Have You Seen Nets Hooked to Sewerage Pipes? This Genius Trick Is What the World Needs
(Illustration - Shutterstock)
5/3/2019
Updated:
1/30/2020
In the summer of 2018, thousands of people around the world watched in horror as a video by an ocean protection organization showed a literal wave of garbage crashing into the shores of the Dominican Republic. While you might think this debris came from the island itself, in fact, the trash could have come from countries thousands of miles away.
As the research project “Plastic Adrift“ has shown, simple plastic bags washed off the coast of New York can end up being carried all the way to London by strong ocean currents in just three years.

What can be done about preventing plastic from getting into rivers and washing out to the sea? A beachside town in Western Australia, Kwinana, has come up with an ingenious solution that’s been around for thousands of years: nets.

The answer seems to come straight from the old proverb “prevention is better than a cure.” By attaching nets around stormwater pipes or culverts, massive amounts of plastics and other debris that would normally wash into the ocean and then onto beaches are easily captured.

While the nets, which Mayor Carol Adams described in an interview with the radio show Perth Tonight as looking “like big socks,” catch almost all the trash from residential areas, they allow rainwater to wash on. Not only do they help collect trash and keep it from flowing onward, but they also help prevent flooding by stopping garbage from plugging drainage pipes.
The first experiment was wildly successful, catching loads of trash from residential and commercial areas. The amount they picked up from just two nets in a short span of time was both disturbing and heartening for a relatively small population of 39,000 according to The West Australian, “During the trial, 370kg of debris consisting of food wrappers, plastic bottles, sand and tree leaves was cleaned out.”

After seeing the success of the nets, the town decided to install them all over the area at a price of AU$20,000 (approx. US$14,000). Mayor Adams felt the expenditure was entirely justified by the results. The nets show “how important it is for Government at all levels to really start to focus on environmental initiatives such as these and realize that small actions can have big impacts.”

What happens when the nets fill up? A small crane is used to lift up the nets and dump the contents into a truck that goes on to a disposal center where the waste is sorted. Anything that can be recycled is kept, and the rest is sent to the landfill.
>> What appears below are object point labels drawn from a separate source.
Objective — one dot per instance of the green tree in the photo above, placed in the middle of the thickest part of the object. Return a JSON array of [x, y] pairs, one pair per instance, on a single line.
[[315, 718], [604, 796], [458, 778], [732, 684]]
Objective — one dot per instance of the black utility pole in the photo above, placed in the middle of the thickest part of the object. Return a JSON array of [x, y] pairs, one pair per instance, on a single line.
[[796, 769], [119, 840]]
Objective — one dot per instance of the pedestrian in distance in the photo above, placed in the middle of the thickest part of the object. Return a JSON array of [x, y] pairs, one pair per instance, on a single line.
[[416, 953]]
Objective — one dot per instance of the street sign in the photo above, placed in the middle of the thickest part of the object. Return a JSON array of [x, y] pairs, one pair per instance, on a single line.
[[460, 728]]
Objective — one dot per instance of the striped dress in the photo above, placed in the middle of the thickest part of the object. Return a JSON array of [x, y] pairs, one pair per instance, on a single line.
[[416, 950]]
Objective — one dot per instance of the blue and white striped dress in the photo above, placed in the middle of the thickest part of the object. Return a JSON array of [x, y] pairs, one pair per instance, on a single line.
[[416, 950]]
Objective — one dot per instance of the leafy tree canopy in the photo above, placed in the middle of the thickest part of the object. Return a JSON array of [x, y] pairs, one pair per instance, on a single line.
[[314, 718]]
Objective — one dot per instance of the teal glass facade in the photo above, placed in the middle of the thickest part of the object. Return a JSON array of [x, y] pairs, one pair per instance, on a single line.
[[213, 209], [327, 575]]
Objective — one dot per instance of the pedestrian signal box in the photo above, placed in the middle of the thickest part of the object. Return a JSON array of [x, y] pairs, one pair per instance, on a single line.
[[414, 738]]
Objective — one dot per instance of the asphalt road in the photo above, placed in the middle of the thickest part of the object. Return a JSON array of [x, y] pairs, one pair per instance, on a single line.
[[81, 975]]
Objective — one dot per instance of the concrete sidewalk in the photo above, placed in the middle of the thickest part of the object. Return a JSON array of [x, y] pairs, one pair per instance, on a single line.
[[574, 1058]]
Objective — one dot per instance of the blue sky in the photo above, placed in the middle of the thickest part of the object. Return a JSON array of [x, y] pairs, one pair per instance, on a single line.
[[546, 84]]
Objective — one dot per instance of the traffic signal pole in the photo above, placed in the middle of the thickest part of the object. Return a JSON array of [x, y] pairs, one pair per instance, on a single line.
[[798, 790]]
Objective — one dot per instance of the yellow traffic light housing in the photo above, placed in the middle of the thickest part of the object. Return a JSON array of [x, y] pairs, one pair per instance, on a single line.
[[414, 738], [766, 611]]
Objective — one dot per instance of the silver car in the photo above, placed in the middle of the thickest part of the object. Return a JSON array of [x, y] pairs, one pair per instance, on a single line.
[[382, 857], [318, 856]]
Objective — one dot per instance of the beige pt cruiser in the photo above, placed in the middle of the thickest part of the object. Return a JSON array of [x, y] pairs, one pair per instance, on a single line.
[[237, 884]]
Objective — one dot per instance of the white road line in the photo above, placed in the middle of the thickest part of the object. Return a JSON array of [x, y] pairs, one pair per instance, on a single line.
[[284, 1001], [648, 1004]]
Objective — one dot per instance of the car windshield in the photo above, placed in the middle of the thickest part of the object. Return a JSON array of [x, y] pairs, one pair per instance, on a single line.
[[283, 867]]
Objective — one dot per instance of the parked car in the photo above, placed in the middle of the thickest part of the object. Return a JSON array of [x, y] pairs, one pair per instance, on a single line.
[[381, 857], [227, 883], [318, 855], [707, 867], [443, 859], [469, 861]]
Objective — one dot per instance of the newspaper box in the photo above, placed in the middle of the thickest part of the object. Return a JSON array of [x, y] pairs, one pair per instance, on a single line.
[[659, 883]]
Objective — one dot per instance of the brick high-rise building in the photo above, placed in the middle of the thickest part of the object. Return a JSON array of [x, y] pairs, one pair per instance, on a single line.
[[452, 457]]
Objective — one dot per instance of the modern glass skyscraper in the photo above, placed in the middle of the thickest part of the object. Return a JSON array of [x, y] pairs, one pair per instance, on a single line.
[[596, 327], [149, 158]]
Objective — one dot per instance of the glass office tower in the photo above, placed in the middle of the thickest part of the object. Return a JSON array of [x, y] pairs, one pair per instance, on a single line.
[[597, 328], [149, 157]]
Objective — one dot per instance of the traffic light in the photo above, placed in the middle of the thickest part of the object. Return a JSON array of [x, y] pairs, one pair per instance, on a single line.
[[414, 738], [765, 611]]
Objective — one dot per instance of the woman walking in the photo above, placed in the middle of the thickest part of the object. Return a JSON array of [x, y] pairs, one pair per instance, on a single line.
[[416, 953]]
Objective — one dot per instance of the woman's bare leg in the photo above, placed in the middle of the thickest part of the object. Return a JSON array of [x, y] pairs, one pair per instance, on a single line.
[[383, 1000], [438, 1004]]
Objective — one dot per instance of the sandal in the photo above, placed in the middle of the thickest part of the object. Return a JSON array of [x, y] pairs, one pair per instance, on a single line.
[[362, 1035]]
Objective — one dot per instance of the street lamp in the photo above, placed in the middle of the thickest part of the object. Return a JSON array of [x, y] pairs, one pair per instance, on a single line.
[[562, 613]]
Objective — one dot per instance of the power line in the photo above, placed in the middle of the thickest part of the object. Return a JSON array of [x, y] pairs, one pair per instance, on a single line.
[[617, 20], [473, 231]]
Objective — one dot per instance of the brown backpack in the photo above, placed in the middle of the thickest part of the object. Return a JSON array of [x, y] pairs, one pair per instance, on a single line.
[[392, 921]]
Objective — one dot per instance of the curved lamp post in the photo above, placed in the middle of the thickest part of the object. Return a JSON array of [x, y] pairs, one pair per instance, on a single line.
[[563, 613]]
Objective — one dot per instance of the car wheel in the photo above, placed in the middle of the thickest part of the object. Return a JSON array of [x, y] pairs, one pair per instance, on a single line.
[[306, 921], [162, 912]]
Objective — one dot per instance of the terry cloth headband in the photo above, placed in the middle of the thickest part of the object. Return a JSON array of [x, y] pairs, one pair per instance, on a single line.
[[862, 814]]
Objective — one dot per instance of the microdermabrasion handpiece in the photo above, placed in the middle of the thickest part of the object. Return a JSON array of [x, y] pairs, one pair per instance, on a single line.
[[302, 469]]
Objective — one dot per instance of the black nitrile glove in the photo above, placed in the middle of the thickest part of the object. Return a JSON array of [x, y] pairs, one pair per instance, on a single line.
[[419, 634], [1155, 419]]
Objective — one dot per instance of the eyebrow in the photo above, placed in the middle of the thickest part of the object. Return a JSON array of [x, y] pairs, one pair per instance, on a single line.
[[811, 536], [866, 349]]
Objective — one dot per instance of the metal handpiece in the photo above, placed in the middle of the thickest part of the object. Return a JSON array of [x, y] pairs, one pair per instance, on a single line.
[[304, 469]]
The idea is catching on elsewhere. Originally developed in Australia, the Bandalong Litter Trap has been brought to the United States by Storm Water Systems in Cleveland, Georgia. Rather than using nets or fencing, which can inadvertently catch fish and other wildlife, the trap floats at the surface, catching garbage inside a metal frame.

All of these traps, whether big or small, simple or complex, save time, money, and the environment. Rather than spending lots of money and labor to collect trash after it has been dispersed into the oceans or washed in bits and pieces on beaches, these solutions stop the problem before it starts.